4
votes

I want to get the all items of the last 24 hours. I've already done some google searches and it seems that it isn't easy to do with DynamoDB.

I was thinking if it is possible to create an secondary index with a common hash key and a timestamp field as sort key. Therefore, I could query on the timestamp with condition timestamp > (DateTime.Now - 24h). Can somebody comment on this if it is a possible way or has another idea?

Actually, I only need items in my table that are not older than 24 hours. So another idea would be to clean the table every hour and delete all items older than 24 hours. Is this possible?


EDIT: Another idea would be to create a secondary index with date as hash key and time as sort key, and then execute two queries. The first for date = 'today' and the second for date = 'yesterday' with condition on time. But how would I store the date and time, as string or integer? Would this be better than my idea above?

1

1 Answers

2
votes

Your ideas with indexes are generally in the right direction. You're also right that there is no way with Dynamo to order items retrieved by a scan (which would be required in order to obtain the items you want in the absence of an index).

So on to the options:

  1. you could, as you suggested, create a GSI with a partition key that is let's say the date value, and a sort key that's the time stamp - then with two queries you can always get the items of the most recent 24 hours (you can also have hourly values in the partition key and then make 24 queries instead of 2)

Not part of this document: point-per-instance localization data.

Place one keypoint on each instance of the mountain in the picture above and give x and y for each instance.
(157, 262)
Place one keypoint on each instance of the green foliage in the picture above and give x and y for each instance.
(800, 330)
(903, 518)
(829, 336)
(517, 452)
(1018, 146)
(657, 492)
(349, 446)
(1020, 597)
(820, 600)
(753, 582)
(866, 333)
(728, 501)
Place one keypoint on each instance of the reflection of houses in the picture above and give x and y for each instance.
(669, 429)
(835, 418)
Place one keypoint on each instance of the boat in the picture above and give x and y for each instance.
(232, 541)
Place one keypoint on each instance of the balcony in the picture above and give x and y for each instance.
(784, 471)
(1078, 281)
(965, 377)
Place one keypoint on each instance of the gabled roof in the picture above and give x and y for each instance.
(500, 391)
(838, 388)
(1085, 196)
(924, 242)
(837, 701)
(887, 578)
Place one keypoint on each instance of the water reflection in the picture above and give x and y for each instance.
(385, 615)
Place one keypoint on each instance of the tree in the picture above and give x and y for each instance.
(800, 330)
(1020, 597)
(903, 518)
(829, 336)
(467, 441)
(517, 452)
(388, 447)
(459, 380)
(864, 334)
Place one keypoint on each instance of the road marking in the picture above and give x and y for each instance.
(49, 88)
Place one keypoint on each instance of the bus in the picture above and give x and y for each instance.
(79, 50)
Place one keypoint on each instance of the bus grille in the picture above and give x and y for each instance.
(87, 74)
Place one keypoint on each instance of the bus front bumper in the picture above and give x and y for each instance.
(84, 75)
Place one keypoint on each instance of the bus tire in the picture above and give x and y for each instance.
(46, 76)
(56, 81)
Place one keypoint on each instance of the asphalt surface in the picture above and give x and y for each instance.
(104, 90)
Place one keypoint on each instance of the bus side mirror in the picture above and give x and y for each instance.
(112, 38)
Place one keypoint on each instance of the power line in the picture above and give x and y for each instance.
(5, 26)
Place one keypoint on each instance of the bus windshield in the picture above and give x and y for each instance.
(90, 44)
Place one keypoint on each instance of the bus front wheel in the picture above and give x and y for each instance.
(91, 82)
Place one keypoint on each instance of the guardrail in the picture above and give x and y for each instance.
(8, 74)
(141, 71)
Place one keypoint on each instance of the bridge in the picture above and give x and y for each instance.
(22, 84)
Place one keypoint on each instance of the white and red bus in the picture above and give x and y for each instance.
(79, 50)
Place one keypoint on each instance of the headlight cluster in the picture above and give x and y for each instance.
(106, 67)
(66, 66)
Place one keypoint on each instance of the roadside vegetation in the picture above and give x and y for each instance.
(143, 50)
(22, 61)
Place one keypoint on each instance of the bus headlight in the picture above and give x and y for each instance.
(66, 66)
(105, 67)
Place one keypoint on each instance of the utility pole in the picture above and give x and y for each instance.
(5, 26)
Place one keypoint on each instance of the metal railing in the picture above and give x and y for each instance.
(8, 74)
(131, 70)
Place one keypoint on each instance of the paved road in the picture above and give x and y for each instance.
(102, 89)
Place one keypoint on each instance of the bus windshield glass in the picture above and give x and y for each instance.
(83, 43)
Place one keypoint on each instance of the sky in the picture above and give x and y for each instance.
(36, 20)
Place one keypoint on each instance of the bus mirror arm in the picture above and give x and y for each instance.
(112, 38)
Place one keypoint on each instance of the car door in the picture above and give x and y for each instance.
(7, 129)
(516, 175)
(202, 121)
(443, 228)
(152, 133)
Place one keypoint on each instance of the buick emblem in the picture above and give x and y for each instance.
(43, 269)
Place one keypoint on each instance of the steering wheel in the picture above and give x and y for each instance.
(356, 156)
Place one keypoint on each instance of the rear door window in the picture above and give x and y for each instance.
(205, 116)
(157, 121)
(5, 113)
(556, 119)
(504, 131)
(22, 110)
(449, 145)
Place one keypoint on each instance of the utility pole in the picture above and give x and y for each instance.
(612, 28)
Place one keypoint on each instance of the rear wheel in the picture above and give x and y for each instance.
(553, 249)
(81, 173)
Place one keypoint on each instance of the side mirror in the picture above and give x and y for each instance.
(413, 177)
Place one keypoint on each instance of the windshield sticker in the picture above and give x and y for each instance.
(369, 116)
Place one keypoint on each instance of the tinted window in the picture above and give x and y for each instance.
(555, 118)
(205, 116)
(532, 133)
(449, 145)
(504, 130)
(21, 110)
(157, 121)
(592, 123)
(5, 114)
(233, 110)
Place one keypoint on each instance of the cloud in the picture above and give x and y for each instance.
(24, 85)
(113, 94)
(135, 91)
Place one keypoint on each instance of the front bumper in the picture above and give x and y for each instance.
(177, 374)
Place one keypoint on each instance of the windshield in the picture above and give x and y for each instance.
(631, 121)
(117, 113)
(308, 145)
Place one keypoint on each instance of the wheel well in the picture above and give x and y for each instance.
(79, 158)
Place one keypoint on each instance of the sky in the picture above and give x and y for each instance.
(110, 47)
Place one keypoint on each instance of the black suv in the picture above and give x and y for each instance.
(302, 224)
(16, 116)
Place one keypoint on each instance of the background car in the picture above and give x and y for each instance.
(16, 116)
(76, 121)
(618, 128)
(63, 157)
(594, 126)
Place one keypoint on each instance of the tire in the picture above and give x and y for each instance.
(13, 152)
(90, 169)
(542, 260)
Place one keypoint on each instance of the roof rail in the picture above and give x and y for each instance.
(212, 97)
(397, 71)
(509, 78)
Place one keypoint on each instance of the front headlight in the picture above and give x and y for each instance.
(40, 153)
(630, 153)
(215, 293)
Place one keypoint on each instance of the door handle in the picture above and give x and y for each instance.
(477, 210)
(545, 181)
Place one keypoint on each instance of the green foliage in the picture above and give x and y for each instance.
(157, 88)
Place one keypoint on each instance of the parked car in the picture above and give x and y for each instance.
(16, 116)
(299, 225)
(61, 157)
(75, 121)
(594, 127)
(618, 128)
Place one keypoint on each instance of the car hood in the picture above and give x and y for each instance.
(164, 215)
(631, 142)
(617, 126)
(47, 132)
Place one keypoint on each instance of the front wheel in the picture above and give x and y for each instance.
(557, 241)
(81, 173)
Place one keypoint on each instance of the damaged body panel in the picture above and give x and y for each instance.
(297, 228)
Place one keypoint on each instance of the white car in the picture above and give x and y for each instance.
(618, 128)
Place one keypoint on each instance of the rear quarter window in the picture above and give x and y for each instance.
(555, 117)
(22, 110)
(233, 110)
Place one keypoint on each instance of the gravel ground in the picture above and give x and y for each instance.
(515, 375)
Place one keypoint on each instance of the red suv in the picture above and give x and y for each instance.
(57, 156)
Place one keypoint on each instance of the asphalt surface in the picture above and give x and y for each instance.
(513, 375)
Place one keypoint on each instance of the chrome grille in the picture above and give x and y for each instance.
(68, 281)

  2. another option which might be even better then GSIs would be to rotate your table every N hours (where N might be 12 hours, or 24 hours or some other value that makes sense based on the volume of data you have). This solution offers you a nice way to trim old data and optimize for uneven access patterns. The older tables will probably need very low write capacity and in some cases you might even be able to do with low read capacity as well. This method does require awareness of the multiple tables when reading and writing data but depending on the volume of data you're working with it could really be advantageous to consider.